In a series of decisions addressing whether an abstract idea involves “financial product or service” in the context of covered business method (CBM) reviews, the Patent Trial and Appeal Board (PTAB or Board) found all of the challenged patents to be directed to financial products or services. Care N’ Care Insurance Company, Inc. and TriZetto Corporation v. Integrated Claims Systems, LLC, Case CBM2015-00062 (PTAB, July 30, 2015) (Jung, APJ); Care N’ Care Insurance Company, Inc. and TriZetto Corporation v. Integrated Claims Systems, LLC, Case CBM2015-00063 (PTAB, July 30, 2015) (Jung, APJ); Care N’ Care Insurance Company, Inc. and TriZetto Corporation v. Integrated Claims Systems, LLC, Case CBM2015-00064 (PTAB, July 30, 2015) (Jung, APJ).
The petitioner sought CBM reviews for patents directed to an attachment integrated claims system for preparing and processing forms with integrated attachments for digitally processing insurance claims. The parties disputed whether the patents were eligible for CBM review.
The petitioner argued that the claims were directed to insurance data (“an insurance claim form” in one of the challenged patents, and “insurance transaction data” in another of the challenged patents) and cited Board decisions equating insurance with a financial product or service. The patent owner argued that although the claims include the word “insurance,” the claims did not comprise a novel type of insurance policy and were a computer technology solution to a computer network problem rather than an improvement in the issuance, adjudication or payment of insurance.
The Board agreed with the petitioner concluding that the claims were for methods or corresponding apparatus for performing data processing used in the administration or management of insurance claims, and that insurance is a financial product or service. The Board explained that CBM review is not limited to novel financial products or services, but rather may include data processing or other operations used in the practice, administration or management of a financial product or service.

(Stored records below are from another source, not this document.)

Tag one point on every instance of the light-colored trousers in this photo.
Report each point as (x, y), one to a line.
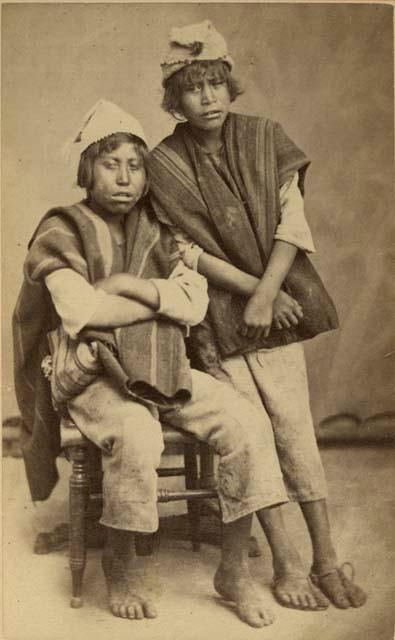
(130, 436)
(275, 381)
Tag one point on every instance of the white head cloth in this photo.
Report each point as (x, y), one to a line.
(191, 43)
(102, 120)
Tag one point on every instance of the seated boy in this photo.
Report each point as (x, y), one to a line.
(104, 276)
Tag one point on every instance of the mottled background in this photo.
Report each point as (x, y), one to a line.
(325, 71)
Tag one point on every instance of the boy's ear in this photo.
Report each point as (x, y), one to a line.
(177, 115)
(146, 188)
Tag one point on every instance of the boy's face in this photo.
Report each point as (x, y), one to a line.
(118, 179)
(205, 105)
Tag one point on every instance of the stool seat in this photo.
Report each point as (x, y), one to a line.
(86, 490)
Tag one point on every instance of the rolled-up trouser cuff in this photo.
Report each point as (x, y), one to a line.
(251, 505)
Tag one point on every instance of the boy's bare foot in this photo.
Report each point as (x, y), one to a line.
(297, 592)
(341, 590)
(128, 596)
(236, 584)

The petitioner further asserted that the claims did not add a technological feature but only recited generic computer hardware, noting that the challenged patents stated that the software needed to implement preferred embodiments could be developed within the framework of commercially available software packages. The Board agreed that reciting the use of known prior art technology to accomplish a process or method, even if that process or method is novel and non-obvious, typically does not render a patent a technological invention. Thus, the Board concluded that the challenged patents were subject to CBM review.